Reputation: 4941
Subset a dataframe with non-existing column names
I have this line of code in R :
newDF <-oldDF[subsettingColumns]
subsettingColumns has a few column names that may or may not exist in oldDF. If it doesn't exist, I want a column inserted in newDF at same location with NA's.

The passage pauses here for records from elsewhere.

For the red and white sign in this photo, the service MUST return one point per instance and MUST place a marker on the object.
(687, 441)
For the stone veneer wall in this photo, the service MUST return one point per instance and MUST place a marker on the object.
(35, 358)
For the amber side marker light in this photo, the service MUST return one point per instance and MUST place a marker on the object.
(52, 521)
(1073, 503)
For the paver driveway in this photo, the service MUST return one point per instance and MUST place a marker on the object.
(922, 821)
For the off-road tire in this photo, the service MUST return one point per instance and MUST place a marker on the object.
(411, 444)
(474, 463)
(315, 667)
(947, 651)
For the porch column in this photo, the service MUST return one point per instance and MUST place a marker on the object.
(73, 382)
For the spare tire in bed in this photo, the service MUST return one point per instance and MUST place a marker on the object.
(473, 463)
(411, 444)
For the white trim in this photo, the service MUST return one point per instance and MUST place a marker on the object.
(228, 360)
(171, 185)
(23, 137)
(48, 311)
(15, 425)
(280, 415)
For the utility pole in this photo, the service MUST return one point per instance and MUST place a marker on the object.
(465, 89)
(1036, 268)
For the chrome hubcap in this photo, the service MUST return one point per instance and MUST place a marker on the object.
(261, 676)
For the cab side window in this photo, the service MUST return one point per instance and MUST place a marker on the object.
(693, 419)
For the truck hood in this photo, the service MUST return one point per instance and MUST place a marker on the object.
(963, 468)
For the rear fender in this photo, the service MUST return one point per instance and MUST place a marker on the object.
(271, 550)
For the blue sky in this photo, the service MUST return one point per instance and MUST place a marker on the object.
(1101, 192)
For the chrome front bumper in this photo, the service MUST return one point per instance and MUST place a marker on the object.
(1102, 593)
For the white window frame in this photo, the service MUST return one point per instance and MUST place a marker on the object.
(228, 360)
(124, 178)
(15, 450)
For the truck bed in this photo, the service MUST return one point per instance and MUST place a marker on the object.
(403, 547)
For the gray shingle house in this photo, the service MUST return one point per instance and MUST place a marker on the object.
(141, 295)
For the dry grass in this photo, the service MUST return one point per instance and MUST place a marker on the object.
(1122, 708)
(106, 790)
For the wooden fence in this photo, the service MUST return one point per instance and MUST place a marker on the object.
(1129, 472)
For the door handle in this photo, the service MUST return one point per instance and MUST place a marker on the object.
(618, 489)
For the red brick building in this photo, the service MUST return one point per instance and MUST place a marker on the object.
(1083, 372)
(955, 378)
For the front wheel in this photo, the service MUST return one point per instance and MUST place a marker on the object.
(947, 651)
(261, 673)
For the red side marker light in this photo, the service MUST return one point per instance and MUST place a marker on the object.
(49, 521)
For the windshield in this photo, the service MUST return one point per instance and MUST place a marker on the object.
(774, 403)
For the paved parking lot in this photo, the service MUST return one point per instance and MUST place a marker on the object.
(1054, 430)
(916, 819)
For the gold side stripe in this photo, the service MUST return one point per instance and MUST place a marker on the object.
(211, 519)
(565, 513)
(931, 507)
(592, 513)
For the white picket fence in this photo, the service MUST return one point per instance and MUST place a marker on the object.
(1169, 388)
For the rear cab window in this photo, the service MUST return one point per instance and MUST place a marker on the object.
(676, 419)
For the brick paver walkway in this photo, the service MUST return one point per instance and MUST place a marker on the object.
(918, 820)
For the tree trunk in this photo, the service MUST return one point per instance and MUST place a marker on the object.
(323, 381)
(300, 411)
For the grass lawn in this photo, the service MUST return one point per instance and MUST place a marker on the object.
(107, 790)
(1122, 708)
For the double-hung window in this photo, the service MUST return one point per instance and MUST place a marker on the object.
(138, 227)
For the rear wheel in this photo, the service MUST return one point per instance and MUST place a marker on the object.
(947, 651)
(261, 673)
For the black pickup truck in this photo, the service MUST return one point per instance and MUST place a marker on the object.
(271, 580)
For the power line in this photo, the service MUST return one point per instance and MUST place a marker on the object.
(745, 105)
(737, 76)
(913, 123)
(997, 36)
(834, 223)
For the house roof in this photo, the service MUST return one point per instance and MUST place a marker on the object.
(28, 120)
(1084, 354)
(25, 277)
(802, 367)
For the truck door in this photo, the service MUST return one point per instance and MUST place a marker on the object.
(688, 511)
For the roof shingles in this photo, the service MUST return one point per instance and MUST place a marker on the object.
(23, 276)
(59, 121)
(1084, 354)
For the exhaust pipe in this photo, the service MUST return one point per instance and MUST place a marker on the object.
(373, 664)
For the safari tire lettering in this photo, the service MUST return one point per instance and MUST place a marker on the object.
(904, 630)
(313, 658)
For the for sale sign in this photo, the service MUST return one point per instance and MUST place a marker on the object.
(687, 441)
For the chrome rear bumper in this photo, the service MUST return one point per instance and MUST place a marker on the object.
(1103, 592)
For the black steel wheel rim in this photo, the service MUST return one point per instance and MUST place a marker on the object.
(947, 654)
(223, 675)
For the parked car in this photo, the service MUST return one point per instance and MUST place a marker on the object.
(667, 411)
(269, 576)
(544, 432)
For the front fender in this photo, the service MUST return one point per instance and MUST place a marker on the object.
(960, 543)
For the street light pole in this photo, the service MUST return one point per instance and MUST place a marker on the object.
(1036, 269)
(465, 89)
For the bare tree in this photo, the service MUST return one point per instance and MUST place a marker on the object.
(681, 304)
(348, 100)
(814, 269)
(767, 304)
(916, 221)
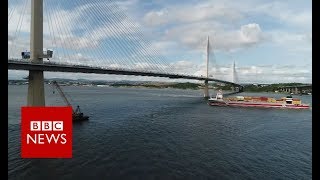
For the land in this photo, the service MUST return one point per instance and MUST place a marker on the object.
(152, 84)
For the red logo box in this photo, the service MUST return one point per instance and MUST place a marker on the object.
(46, 132)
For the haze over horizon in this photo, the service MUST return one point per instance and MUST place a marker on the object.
(270, 41)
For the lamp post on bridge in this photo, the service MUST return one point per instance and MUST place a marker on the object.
(36, 80)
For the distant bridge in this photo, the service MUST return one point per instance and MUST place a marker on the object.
(299, 89)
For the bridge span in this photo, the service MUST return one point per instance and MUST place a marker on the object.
(21, 65)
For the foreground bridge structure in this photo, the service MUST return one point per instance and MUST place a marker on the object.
(36, 66)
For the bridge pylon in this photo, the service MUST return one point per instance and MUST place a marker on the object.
(36, 95)
(206, 84)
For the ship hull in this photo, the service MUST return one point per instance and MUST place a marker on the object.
(258, 104)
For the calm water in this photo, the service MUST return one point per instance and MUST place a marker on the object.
(168, 134)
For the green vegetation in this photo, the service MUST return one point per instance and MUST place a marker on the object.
(267, 87)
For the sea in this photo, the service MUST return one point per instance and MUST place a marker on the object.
(143, 133)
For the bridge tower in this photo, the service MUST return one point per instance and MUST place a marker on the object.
(36, 80)
(233, 74)
(206, 84)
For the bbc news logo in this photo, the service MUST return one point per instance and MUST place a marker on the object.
(46, 132)
(44, 137)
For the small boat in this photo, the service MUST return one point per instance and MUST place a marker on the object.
(266, 102)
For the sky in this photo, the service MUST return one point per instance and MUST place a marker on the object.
(269, 41)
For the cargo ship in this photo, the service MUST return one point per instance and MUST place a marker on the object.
(247, 101)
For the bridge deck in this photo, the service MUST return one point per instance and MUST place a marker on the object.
(20, 65)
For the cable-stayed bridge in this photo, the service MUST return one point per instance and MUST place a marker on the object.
(111, 45)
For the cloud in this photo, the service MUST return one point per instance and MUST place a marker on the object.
(194, 36)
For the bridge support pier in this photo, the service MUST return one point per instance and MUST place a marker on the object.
(36, 80)
(206, 89)
(36, 89)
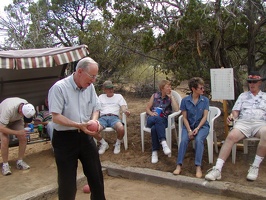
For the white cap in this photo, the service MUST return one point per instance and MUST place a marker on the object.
(28, 112)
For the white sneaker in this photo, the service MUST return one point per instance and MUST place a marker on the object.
(103, 148)
(22, 165)
(154, 157)
(166, 150)
(6, 170)
(213, 174)
(117, 148)
(252, 173)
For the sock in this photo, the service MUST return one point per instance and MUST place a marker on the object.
(219, 164)
(257, 161)
(163, 143)
(102, 141)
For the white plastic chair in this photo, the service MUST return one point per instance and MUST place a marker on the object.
(245, 147)
(214, 112)
(168, 131)
(110, 129)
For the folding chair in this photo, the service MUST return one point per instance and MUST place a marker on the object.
(168, 131)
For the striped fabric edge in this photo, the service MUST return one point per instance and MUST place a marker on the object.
(70, 56)
(44, 61)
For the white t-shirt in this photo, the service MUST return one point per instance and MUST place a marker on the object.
(111, 104)
(9, 110)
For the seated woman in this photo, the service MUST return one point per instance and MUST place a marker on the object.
(164, 100)
(44, 117)
(195, 108)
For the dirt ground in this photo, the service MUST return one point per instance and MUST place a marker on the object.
(40, 157)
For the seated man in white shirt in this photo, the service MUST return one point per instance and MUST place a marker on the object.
(111, 104)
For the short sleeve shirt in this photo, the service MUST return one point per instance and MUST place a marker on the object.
(194, 111)
(111, 104)
(9, 110)
(76, 104)
(251, 107)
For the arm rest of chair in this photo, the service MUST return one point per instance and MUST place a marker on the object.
(142, 120)
(172, 116)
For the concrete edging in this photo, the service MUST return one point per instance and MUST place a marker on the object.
(158, 177)
(166, 178)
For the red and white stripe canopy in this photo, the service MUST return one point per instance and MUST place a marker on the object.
(41, 58)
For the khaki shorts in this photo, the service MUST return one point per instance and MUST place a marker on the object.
(249, 128)
(17, 125)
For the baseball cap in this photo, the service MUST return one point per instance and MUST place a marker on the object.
(28, 111)
(108, 84)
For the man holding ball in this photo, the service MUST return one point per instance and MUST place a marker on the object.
(74, 105)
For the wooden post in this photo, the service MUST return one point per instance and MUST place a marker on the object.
(226, 129)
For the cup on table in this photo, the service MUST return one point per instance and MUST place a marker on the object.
(158, 110)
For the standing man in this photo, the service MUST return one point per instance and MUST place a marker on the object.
(111, 104)
(15, 114)
(73, 102)
(249, 114)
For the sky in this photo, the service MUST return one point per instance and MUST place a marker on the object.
(4, 3)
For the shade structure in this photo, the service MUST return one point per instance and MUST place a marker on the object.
(30, 73)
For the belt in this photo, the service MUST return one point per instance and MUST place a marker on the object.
(110, 114)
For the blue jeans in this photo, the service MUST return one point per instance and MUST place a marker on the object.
(199, 144)
(157, 125)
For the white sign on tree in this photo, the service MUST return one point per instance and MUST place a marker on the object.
(222, 84)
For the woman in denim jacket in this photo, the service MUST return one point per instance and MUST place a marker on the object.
(166, 103)
(195, 108)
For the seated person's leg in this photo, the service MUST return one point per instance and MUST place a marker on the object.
(253, 171)
(103, 144)
(116, 124)
(234, 136)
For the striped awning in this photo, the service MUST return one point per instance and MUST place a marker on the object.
(41, 58)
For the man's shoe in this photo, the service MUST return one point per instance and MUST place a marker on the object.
(117, 148)
(154, 157)
(177, 170)
(252, 173)
(6, 170)
(198, 172)
(166, 150)
(22, 165)
(103, 148)
(213, 174)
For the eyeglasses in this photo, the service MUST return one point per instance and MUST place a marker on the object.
(92, 76)
(201, 88)
(253, 81)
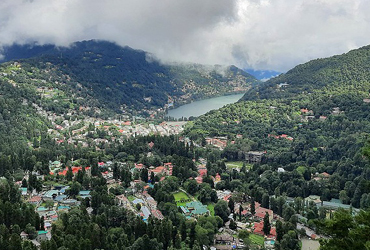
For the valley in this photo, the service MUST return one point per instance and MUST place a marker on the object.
(89, 160)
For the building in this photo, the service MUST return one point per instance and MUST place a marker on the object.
(254, 156)
(41, 235)
(225, 239)
(196, 208)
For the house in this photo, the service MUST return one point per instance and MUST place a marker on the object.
(196, 208)
(281, 170)
(84, 194)
(199, 179)
(50, 194)
(138, 201)
(258, 229)
(23, 191)
(184, 210)
(139, 166)
(41, 235)
(261, 211)
(24, 235)
(122, 201)
(35, 200)
(145, 211)
(254, 156)
(157, 214)
(224, 239)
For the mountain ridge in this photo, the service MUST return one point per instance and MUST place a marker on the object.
(122, 78)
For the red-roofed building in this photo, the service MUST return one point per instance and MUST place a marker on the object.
(157, 214)
(35, 200)
(74, 170)
(199, 179)
(260, 212)
(325, 175)
(258, 229)
(139, 166)
(217, 178)
(227, 197)
(202, 172)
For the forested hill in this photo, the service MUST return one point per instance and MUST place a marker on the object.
(317, 123)
(349, 70)
(121, 78)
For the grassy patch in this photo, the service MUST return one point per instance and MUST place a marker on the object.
(181, 198)
(211, 208)
(257, 239)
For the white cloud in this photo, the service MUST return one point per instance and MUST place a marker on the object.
(262, 34)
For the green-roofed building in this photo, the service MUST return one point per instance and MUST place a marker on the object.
(196, 208)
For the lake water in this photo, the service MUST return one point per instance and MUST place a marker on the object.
(198, 108)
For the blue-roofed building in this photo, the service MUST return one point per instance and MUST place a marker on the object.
(138, 201)
(50, 195)
(41, 209)
(60, 198)
(84, 194)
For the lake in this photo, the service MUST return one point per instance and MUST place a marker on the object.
(198, 108)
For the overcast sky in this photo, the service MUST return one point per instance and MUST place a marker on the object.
(259, 34)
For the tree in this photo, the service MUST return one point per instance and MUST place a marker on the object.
(231, 205)
(232, 225)
(240, 211)
(191, 186)
(266, 224)
(69, 174)
(253, 206)
(279, 230)
(222, 210)
(24, 183)
(144, 175)
(265, 201)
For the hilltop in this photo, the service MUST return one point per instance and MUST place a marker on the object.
(349, 70)
(124, 80)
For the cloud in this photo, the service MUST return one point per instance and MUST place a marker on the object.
(259, 34)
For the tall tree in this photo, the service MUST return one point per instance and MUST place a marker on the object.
(266, 224)
(253, 206)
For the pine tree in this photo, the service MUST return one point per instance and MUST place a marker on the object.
(266, 224)
(253, 206)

How do I get this to work in R?
Upvotes: 3
Views: 441
Answers (5)
Reputation: 609
Recently, I was burned by data.table::rbindlist() screwing with my data, so while developing my own solution (preparing individual tables with different columns for merging), I found this question and answers. So let's do benchmarking!
First, I collected and reformatted solutions into nice portable functions.
# @lmo
subset_missing1 = function(x, select){
y = lapply(select, \(y) if(y %in% names(x)) x[[y]] else NA)
data.frame(y) |> setNames(select)
}
# by @Andre Elrico
subset_missing2 = function(x, select){
missing = setdiff(select, names(x))
temp = lapply(missing, \(y){df = data.frame(NA) |> setNames(y)})
temp = Reduce(cbind, c(list(x), temp))
temp[select]
}
# by @Santosh M.
subset_missing3 = function(x, select){
add_columns = function(y, cols){
cols = setdiff(cols, names(y))
y[cols] = NA
y
}
y = add_columns(x, select)
y[select]
}
# by @Ronak Shah
subset_missing4 = function(x, select){
y = x[intersect(select, names(x))]
y[setdiff(select, names(x))] = NA
y[select]
}
Now, some data. Lets use Iris and some random column.
select = c(names(iris), letters[1:5]) |> sample()
The sample here is important to test that all solutions give you data in the correct order.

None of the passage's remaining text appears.